À partir de 1780, les Camp-meetings remplacent d'une certaine manière les Praise House. Leur apogée se situe entre 1800 et 1830. Les Camp-meetings sont des rassemblements religieux multiraciaux en plein air sous des tentes durant lesquels la musique et le chant jouent un rôle essentiel. Ils vont fortement contribuer à l'éclosion du negro spiritual. C'est ce que l'on appelle plus communément le Second Réveil religieux. Les esclaves sont désormais convertis. Les Tabernacle Songs deviennent rapidement des spirituals constitués, d'une part, de blue notes — notes particulières (troisième et septième degré de la gamme) infléchies d'un demi-ton vers le grave — permettant de traduire certains climats émotionnels ; d'autre part, d'improvisations, de Running Verses — phrases passe-partout — et des Ring & Shuffle Shouts — danses d'inspiration africaine, en pas traînés, sans croisement des pieds. Ces derniers représentent l'apport essentiel des esclaves noirs aux offices blancs où la danse était interdite. Là encore, il y a une plus grande tolérance dans les États du Nord et du Centre.
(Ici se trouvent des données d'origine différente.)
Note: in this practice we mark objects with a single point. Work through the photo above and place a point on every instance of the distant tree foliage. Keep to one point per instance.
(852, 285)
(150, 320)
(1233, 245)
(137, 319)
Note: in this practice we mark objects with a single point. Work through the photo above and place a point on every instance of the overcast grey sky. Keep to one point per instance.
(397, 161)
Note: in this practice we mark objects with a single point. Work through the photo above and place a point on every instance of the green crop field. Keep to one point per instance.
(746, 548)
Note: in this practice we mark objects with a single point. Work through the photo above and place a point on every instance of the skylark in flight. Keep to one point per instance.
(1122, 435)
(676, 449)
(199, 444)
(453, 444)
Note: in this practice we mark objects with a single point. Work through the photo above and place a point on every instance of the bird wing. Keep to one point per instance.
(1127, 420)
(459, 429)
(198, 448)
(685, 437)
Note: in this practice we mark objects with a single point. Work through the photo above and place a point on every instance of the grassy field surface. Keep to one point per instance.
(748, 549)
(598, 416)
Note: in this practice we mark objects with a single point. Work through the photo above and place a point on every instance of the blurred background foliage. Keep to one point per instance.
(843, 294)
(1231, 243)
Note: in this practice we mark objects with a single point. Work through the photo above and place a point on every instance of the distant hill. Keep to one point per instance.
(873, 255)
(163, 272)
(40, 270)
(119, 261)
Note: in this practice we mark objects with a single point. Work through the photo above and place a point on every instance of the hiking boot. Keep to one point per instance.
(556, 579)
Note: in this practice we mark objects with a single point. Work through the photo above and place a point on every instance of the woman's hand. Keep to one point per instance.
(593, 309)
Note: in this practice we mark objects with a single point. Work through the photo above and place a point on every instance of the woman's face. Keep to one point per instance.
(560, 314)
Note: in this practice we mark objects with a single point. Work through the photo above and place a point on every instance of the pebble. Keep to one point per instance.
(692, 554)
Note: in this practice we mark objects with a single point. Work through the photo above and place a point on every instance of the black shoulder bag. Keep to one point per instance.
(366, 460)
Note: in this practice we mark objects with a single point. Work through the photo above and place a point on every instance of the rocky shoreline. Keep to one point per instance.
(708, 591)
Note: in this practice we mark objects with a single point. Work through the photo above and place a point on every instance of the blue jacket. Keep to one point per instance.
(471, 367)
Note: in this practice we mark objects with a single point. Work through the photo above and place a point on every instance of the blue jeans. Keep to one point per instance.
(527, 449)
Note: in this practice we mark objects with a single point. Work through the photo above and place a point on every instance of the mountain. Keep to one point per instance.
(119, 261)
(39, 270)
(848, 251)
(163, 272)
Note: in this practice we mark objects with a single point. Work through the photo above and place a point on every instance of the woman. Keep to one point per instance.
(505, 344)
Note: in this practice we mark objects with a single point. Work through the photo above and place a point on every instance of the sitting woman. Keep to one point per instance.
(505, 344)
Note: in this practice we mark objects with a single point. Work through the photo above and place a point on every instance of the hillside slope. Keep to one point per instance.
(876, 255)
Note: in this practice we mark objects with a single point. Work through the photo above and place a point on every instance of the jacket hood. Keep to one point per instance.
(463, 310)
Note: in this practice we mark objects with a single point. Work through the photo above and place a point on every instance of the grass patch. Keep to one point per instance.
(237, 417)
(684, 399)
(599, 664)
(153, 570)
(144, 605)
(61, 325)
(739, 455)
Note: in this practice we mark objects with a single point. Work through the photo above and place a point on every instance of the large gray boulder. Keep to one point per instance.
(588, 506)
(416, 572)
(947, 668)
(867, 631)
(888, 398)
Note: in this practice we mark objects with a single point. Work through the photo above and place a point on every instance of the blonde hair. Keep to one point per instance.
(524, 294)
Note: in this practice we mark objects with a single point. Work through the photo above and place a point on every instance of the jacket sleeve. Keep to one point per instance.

Après la Guerre de Sécession — 1861-1865 — gagnée par les Nordistes, l'esclavage se transforme en ségrégation raciale bien que les esclaves soient affranchis. Le Ku Klux Klan voit le jour en 1866 et assassinera plus de trois mille cinq cents Noirs entre 1866 et 1875. Les Noirs continuent d'interpréter des negro spirituals pour faire face à la dure liberté mais aussi pour entrevoir un début d'éducation et d'enseignement. Pour financer tout cela, les Fisk Jubilee Singers sont créés par la Fisk University, la première université noire du Deep South fondée en 1866 à Nashville — Tennessee. Les Fisk Jubilee Singers sont composés d'étudiants et de professeurs. Ils chantent des negro spirituals, mais également des ballades irlandaises et des hymnes sacrées pour toucher un plus large public. Ils chanteront même devant la Reine Victoria en 1873. Ces negro spirituals à caractère joyeux et rythmique sont appelés Jubilee Songs. Dans le même temps apparaissent des Minstrels Shows ou Chanteurs Éthiopiens faits par des Noirs. À l'origine, vers 1830, il s'agissait de troupes itinérantes d'artistes blancs outrageusement maquillés — Blackface Minstrels — parodiant la vie des Noirs du Sud de l'Amérique dans les plantations. Mais après l'émancipation — 1865 — sont apparues des troupes de minstrels noirs comprenant des comédiens, chanteurs, danseurs et musiciens se servant d'instruments folkloriques comme les tambourins, les claquettes en os — bones —, le violon et le banjo. En somme, des spectacles caricaturaux et des parodies outrageuses.
Le negro spiritual va plus ou moins s'occidentaliser et laisser place au gospel.